Were the Nine Muses idealists who imagined a utopia of minimally invasive analytics in one hand, or were they depraved despots of disinformation on the other? Did their clouded militia of happiness planners spin candy floss, or did they radicalize wellness in the fiefdoms? Neither a confectioner, didactic pedagogue, decolonial cartographer, dashboard superstar, pharmacologist or a biopolitician, Yang suspects it is none of above.

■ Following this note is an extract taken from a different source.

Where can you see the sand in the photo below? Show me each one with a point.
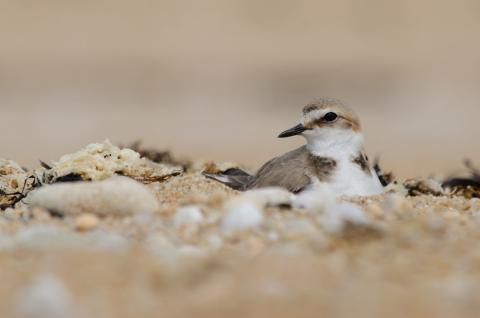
(385, 256)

In his travels, Yang meets one of the resistance leaders, the Water Doctor, and talking with him, he expresses his doubts in a single question: “Did the junta enhance common good?” Yang’s question is relevant because it expresses the suspicion by a worker of the junta for whom the idea of happiness is now only an excuse for domination. Yang’s state of incomprehension about what has occurred expresses itself as a realization that the system’s beliefs and rules had only this object. The Water Doctor, later in the same conversation, also questions the hidden methods of the junta:

Are my thoughts original thinking, or are they preordained by the noospheric designs of the alpha and omega? In their turrets of thought–trafficking and catacombs of critical data, within mausoleums of decision–making misery, did the junta conduct any risk assessments or analyze direct evidence to inform their methods?

Preordained thoughts sound very similar to psychopower, the kind of control carried out by beliefs, not by physical force. The Water Doctor describes one of the main problems of the system in charge of the digital junta: the manipulation of data in order to achieve a preordained outcome. By making this system fall, The Maze of Transparencies shows us the reaction of its characters faced with uncertainty. In this postdigital apocalyptic world, where we read a change of paradigm from a hyperconnected world to a neo-rustic way of living, I read also a kind hope against the use of this power against people, a hope in which humans may discover a better form of living, or perhaps another form of domination.

Fe Orellana (Santiago de Chile, 1991) has received the Roberto Bolaño Novel Prize and the Gabriela Mistral Story Prize. Since 2012 he has been the coordinator of LEA (Laboratory of Writing from the Americas), an international literary project that occurs simultaneously in Argentina, Bolivia, Colombia and different cities in Chile. In 2017 he published his first novel Mujer colgando de una cuerda [Woman Hanging From a Rope] (Pornos Ediciones).